Things were going great until he found out that I wasn't ready to 'close the deal,' if you know what I mean.
I couldn't make him understand that even though this is the big city in 1987, there are still some morally straight young ladies around who don't just plunge right into quick relationships. Also, as much fun as wining and dining was, I never really felt like I was getting to know him.
It's been three months since I've seen him and now he won't take my phone calls and refuses to see me to discuss this. I've been out with lots of guys since, but I can't get him out of my mind. I was really starting to like him, and I know he liked me.
Can this relationship be salvaged? What should I do? He reads your column every day. P.R. PATTY
Dear Patty: The only thing this yo-yo left out of his act was the old bit about how, gee, Patty, a guy has needs, and gosh, Patty, if you keep saying no, I might have to take a cold shower.

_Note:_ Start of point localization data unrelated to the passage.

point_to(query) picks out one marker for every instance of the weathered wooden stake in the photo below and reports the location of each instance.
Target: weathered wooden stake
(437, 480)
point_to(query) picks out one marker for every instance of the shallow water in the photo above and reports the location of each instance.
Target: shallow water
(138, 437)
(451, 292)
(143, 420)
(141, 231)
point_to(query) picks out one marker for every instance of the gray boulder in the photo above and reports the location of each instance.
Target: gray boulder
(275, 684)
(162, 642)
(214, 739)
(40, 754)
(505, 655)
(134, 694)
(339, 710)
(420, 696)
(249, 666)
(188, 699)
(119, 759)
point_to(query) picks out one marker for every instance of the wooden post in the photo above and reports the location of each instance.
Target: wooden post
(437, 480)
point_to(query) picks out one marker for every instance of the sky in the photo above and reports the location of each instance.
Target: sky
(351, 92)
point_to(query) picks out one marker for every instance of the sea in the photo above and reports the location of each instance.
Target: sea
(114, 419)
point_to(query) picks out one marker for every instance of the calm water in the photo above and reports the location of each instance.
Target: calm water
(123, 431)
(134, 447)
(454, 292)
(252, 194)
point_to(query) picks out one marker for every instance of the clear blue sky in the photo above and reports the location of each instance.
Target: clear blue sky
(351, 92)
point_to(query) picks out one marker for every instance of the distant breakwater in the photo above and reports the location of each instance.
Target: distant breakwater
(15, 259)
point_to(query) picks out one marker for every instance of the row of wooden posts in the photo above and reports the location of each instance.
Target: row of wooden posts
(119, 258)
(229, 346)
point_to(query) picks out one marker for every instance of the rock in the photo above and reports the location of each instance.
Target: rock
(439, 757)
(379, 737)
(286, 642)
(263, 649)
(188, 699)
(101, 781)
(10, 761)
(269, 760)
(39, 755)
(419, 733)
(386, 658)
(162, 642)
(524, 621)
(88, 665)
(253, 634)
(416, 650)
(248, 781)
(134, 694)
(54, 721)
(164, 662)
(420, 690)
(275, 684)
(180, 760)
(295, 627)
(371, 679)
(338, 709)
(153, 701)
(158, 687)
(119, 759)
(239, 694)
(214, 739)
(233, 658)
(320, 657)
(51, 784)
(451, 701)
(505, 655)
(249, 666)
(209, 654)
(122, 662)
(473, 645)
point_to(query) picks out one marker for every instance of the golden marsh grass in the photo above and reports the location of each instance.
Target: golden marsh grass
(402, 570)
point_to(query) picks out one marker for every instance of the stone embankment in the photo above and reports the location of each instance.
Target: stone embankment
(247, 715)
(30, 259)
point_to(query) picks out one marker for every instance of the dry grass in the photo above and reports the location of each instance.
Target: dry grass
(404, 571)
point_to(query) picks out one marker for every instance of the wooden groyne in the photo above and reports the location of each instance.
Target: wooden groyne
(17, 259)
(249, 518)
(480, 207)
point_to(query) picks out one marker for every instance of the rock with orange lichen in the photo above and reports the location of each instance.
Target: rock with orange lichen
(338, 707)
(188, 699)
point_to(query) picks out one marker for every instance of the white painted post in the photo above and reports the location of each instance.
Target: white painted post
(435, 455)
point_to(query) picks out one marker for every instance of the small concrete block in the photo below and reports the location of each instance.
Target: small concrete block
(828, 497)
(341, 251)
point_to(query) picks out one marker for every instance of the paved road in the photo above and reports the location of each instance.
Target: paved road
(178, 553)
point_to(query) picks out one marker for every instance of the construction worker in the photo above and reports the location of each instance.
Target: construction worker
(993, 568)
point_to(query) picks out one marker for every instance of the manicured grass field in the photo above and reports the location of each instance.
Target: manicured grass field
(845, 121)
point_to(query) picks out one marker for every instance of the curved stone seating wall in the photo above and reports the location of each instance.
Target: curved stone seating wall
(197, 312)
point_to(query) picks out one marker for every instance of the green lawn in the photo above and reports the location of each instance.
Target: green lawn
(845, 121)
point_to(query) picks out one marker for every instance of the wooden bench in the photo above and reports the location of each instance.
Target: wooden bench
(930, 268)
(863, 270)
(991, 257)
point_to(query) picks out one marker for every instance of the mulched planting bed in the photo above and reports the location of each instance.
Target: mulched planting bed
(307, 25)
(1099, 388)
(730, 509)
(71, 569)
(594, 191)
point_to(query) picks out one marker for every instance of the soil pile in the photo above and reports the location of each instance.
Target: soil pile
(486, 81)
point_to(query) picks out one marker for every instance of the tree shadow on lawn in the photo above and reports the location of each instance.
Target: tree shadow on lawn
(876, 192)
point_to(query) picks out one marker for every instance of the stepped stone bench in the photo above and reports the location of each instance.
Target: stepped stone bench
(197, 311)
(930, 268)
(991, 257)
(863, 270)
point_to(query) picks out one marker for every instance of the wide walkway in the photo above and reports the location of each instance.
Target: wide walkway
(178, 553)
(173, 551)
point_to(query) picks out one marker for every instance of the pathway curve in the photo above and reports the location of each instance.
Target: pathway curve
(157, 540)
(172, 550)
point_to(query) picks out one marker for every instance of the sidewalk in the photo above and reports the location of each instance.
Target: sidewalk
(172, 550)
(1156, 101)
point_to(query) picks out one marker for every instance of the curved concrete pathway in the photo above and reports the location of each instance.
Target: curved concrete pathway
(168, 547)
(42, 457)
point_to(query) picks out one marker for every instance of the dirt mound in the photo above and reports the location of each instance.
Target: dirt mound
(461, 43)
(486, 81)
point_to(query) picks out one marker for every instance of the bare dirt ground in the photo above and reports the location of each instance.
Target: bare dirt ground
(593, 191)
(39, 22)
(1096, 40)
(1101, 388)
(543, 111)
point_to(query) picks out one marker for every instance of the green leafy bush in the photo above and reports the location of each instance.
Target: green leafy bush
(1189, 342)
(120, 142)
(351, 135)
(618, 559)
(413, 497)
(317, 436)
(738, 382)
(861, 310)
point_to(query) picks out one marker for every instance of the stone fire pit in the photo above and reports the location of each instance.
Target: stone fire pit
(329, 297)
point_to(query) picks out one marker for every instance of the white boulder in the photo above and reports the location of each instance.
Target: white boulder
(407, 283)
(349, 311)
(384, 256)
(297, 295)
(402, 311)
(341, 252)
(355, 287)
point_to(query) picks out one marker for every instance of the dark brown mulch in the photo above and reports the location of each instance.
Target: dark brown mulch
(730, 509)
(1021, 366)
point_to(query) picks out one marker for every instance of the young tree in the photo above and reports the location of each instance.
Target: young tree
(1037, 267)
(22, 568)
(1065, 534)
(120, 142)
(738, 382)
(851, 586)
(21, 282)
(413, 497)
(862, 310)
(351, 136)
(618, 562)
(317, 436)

I like your choice of the expression, "closing the deal." It couldn't be more apt. Our stockbroking friend is treating you like a dimwitted fool who needs to be pushed into some incomprehensible tax shelter. He has forgotten to notice two things: 1) You're a human being, not an account; 2) He might have closed the deal if he had remembered Point One.
Forget the guy, Patty. I know that's easy advice for me to offer at a distance. But you don't really have any other choice. If he ever deigns to take your call, and you start up with him again, it's just a matter of time before "closing the deal" becomes the big issue (and probably the only issue) once again.
Dear Bob: I am writing to you because I am in search of advice.
My car was stolen about three weeks ago. I have had no luck in locating it, nor has the police department. I am certain that my car is still in Washington because there has been proof of that from another source. But the police have not spotted my car at all.
Where do I get help if the Metropolitan Police Department will not assist me? Unfortunately, I am not a wealthy person that can afford to hire a private investigator. LONELY SEARCHER FROM EAST RIVERDALE
Dear Lonely: You've given up on the police department mighty quickly. Auto squad detectives tell me that three weeks is by no means enough time to find every stolen car. Besides, the car may no longer be in the city, despite your "proof . . . . from another source."
Another possibility: the car may not exist any longer. Many stolen cars are taken right away to "chop shops," where they are dismembered so the parts can be sold.
Give the situation and the cops two more weeks. If there's still no sign of the car, contact your insurance company and arrange a settlement.
If you still insist on trying to find the car after five weeks, good luck. You'll need it.
Dear Bob: I think I'm well enough to write this letter, but I'm not sure. I have been sick to my stomach for the last three days, because of a hot dog I bought from a sidewalk vendor in Silver Spring.
I never eat hot dogs, but I had missed my lunch, and it was 3 o'clock, and I was so hungry that I just decided to do it. I got sick within about half an hour, so it must have been the hot dog, and not my breakfast, that caused it.
Is there any way I can sue the guy who sold me the hot dog? I know who he is, and he always pitches camp on the same corner. FEEL-ICKY FRANKFURTER
Dear Feel-Icky: Hey, you want to sue the guy, go ahead and sue the guy. But consider this: It's hard to get blood out of a stone. It's harder to get blood out of a small independent businessman. He might have to pay off in hot dogs, which isn't exactly what you're after.
My suggestion won't win you any direct satisfaction. But at least it'll make the coast a little clearer for the next person who has missed lunch and who says what-the-heck at 3 p.m. on a Silver Spring street.